Pour ceux qui nous interrogeaient ainsi, il ne s’agissait nullement de préparer
la défense du port mais de ne prendre aucun retard sur la débandade. En voyant
que c’était à nous, réfugiés, de dispenser les mots d’apaisement, nous n’étions
que plus pressés de mettre une montagne ou un désert entre nous et ce rivage
qui s’offrait béant aux envahisseurs.
    Un homme se présenta à nous. Il était muletier,
disait-il, et devait partir sans tarder pour Fès. Si nous le voulions, il nous
louerait ses services pour une somme modique, quelques dizaines de dirhams d’argent.

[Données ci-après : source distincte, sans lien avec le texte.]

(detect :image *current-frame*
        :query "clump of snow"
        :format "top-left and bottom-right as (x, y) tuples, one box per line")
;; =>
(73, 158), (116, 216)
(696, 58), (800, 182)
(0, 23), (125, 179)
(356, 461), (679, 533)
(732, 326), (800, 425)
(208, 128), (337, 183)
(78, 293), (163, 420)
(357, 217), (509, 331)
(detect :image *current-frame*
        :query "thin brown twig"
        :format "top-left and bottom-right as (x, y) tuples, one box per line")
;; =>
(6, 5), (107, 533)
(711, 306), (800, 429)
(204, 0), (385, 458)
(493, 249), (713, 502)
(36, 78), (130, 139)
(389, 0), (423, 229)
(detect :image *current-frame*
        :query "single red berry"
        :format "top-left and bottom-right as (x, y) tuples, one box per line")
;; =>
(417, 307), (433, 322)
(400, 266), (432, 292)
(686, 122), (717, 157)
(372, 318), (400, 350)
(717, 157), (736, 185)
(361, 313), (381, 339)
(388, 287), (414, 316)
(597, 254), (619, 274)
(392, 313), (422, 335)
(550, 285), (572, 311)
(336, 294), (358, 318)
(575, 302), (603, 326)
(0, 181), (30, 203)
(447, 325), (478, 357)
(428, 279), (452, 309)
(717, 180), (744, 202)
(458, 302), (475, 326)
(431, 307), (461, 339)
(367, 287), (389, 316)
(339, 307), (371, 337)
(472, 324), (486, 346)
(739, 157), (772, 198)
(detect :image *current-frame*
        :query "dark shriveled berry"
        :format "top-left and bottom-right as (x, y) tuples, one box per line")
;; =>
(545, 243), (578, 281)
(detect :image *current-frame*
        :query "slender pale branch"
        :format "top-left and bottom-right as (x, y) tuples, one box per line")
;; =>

Désireux de quitter Melilla avant la nuit, et sans doute alléché par le prix,
Mohamed accepta sans marchander. Il demanda toutefois au muletier d’emprunter
la route côtière jusqu’à Bedis avant de piquer plein sud vers Fès ; mais l’homme
avait une meilleure idée, un raccourci qui nous ferait gagner, jurait-il, deux
journées pleines. Chaque mois, il l’empruntait, il en connaissait la moindre
aspérité comme le dos de sa mule. Il argumenta si bien qu’une demi-heure après
avoir débarqué nous étions déjà en route, mon père et moi sur une bête, ma mère
sur une autre avec le gros des bagages, Warda et Mariam sur une troisième, le
muletier marchant à nos côtés avec son fils, un détestable garnement d’une
douzaine d’années, pieds nus, doigts crasseux et regard de biais.
    À peine avions-nous fait trois milles que deux
cavaliers voilés de bleu firent irruption devant nous, portant à la main des
poignards recourbés. Comme s’ils n’attendaient qu’un signal, le muletier et son
fils se mirent à dévaler la côte sans demander leur reste. Les bandits s’approchèrent.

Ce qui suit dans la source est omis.